Stefan Krebs: Gerade bei staatlichen Akteuren handelt es sich um professionelle Angreifer, denen die nötigen Ressourcen und Mittel zu Verfügung stehen, um ausgewählte Ziele mit Erfolg anzugreifen. Staatlich gesteuerte Cyberangriffe zielen in der Regel auf fremdes Know-how ab, das im Aufklärungsinteresse eines Staates steht. „Digitale“ Sabotageangriffe, vornehmlich im Bereich Kritischer Infrastrukturen, können die Sicherheit solcher Einrichtungen erheblich gefährden. Hauptakteure im Bereich nachrichtendienstlich gesteuerter Cyberangriffe sind unverändert die Staaten Russland, China und Iran. Wir beobachten jedoch, dass auch eine Vielzahl anderer Staaten, wie beispielsweise Nordkorea, ihre Cyberkapazitäten und -aktivitäten stetig und konsequent weiter ausbaut.
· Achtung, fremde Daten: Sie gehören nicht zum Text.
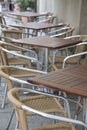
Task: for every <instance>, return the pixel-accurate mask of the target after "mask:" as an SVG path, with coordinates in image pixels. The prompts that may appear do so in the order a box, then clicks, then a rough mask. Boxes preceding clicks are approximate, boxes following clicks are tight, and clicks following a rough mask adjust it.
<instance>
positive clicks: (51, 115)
mask: <svg viewBox="0 0 87 130" xmlns="http://www.w3.org/2000/svg"><path fill="white" fill-rule="evenodd" d="M22 109H23V110H26V111H27V112H33V113H35V114H38V115H40V116H42V117H45V118H49V119H55V120H58V121H63V122H69V123H73V124H78V125H82V126H84V127H85V128H87V124H85V123H84V122H82V121H79V120H75V119H71V118H66V117H61V116H56V115H52V114H48V113H44V112H41V111H38V110H35V109H33V108H30V107H27V106H25V105H22Z"/></svg>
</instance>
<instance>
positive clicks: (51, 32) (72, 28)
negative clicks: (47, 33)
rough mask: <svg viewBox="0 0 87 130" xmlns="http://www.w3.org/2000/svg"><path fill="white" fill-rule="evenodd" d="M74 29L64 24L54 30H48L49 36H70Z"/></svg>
mask: <svg viewBox="0 0 87 130" xmlns="http://www.w3.org/2000/svg"><path fill="white" fill-rule="evenodd" d="M74 31H75V27H71V26H65V27H62V28H60V29H58V30H54V31H52V32H49V34H50V37H58V38H65V37H68V36H72V34H73V32H74Z"/></svg>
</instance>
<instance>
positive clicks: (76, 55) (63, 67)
mask: <svg viewBox="0 0 87 130" xmlns="http://www.w3.org/2000/svg"><path fill="white" fill-rule="evenodd" d="M85 54H87V51H85V52H81V53H77V54H74V55H70V56H67V57H66V58H65V59H64V60H63V66H62V68H64V67H65V64H66V61H67V60H68V59H71V58H73V57H78V56H82V55H85Z"/></svg>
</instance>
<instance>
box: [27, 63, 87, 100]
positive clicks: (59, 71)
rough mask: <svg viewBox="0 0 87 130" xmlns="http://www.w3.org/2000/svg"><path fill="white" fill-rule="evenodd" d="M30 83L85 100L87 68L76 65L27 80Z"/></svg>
mask: <svg viewBox="0 0 87 130" xmlns="http://www.w3.org/2000/svg"><path fill="white" fill-rule="evenodd" d="M28 81H29V82H31V83H35V84H39V85H44V86H46V87H48V88H52V89H55V90H58V91H64V92H66V93H68V94H74V95H77V96H81V97H85V98H87V66H83V65H78V66H73V67H68V68H65V69H60V70H58V71H54V72H49V73H48V74H45V75H40V76H36V77H33V78H29V80H28Z"/></svg>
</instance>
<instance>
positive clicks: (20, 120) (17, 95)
mask: <svg viewBox="0 0 87 130" xmlns="http://www.w3.org/2000/svg"><path fill="white" fill-rule="evenodd" d="M19 91H28V92H33V93H39V92H35V91H32V90H29V89H24V88H14V89H11V90H10V91H9V92H8V98H9V100H10V101H11V103H12V104H13V105H14V107H15V108H16V111H18V110H19V111H20V112H19V120H20V121H19V126H20V128H21V129H22V130H28V122H27V119H26V112H33V113H35V114H37V115H39V116H42V117H45V118H47V119H52V120H57V121H59V123H55V124H51V125H47V126H41V127H40V128H36V129H35V130H54V129H55V130H60V129H61V130H65V129H67V130H76V129H75V126H74V125H73V124H76V125H81V126H84V127H85V128H87V124H85V123H83V122H82V121H79V120H74V119H71V118H66V117H61V116H58V115H53V114H48V113H44V112H43V111H38V109H34V108H33V107H31V106H28V105H25V104H24V103H23V102H22V101H20V99H19V98H18V92H19ZM49 96H53V95H49ZM54 97H55V96H54Z"/></svg>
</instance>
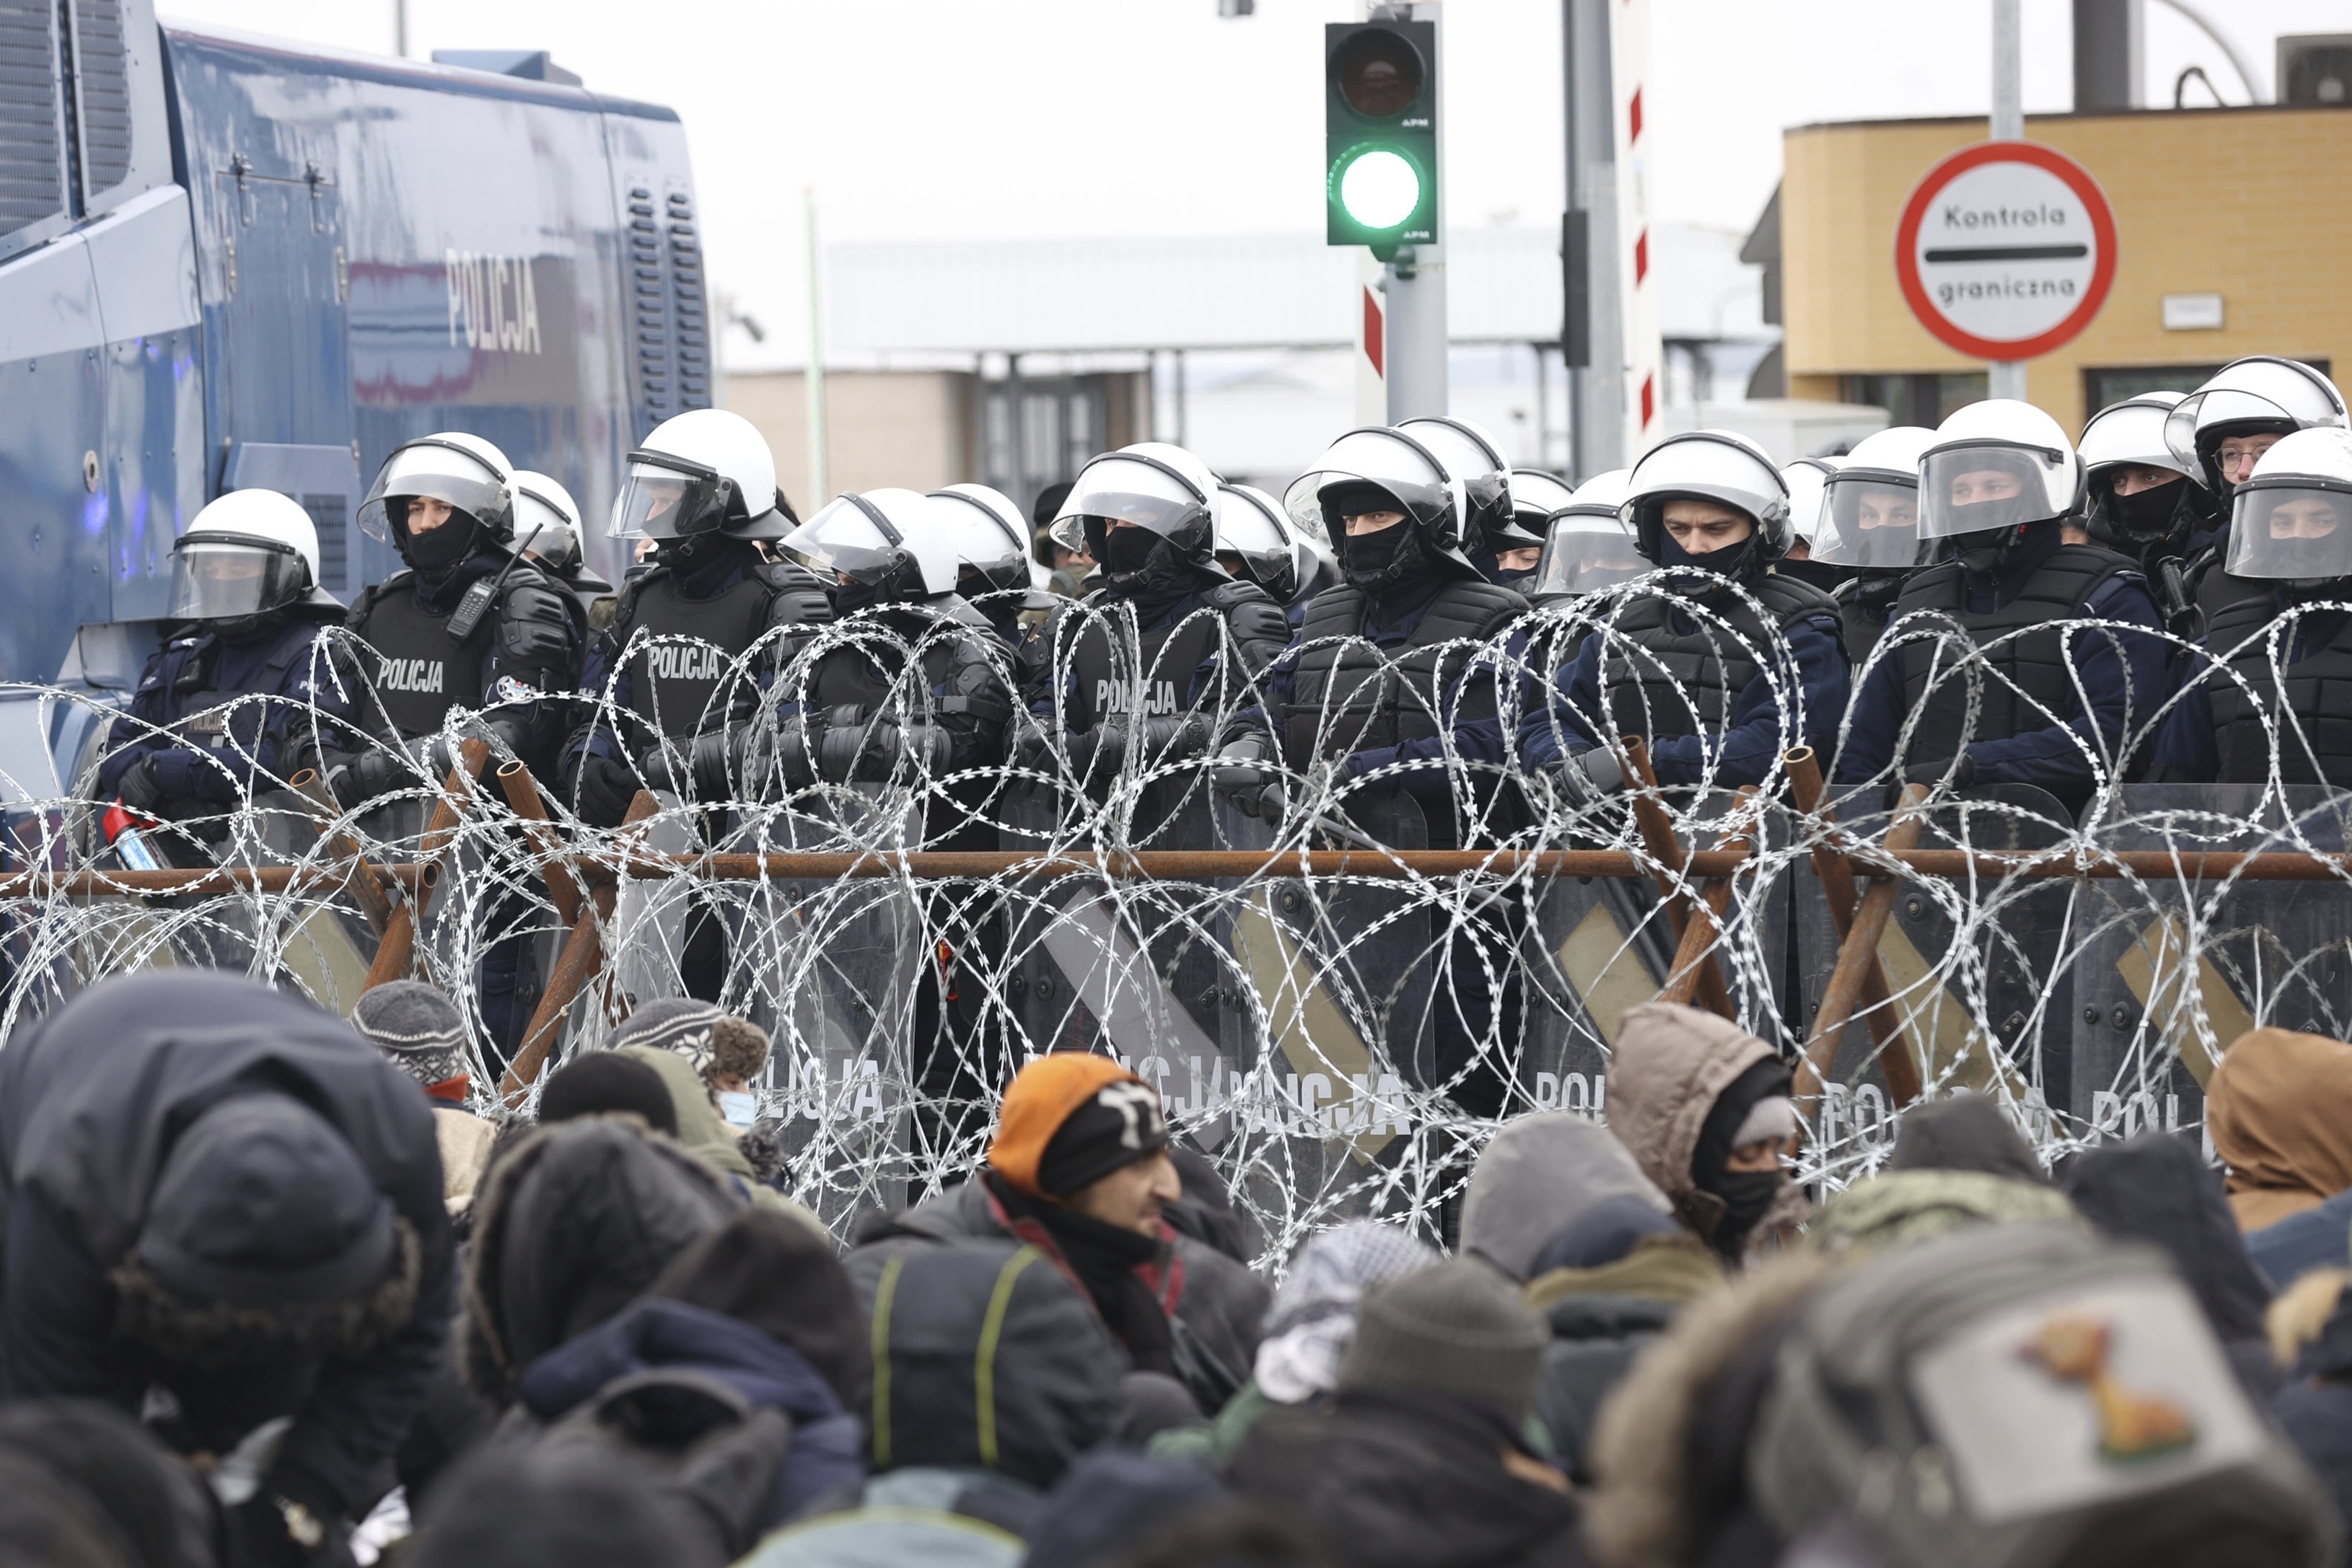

Wenn nun Unternehmen oder auch Behörden in ihre IT investieren wollen - Nachwuchsmangel ist in allen Bereichen ein Thema. Wie können neue IT-Experten gewonnen werden?

Stefan Krebs: Gerade die Cybersicherheitsagentur Baden-Württemberg (CSBW) stellt sich als neue Landesoberbehörde zukunftsgewandt auf. Sie bietet ihren Mitarbeitern ein innovatives Umfeld, in dem diese den Aufbau der neuen Behörde aktiv mitgestalten können.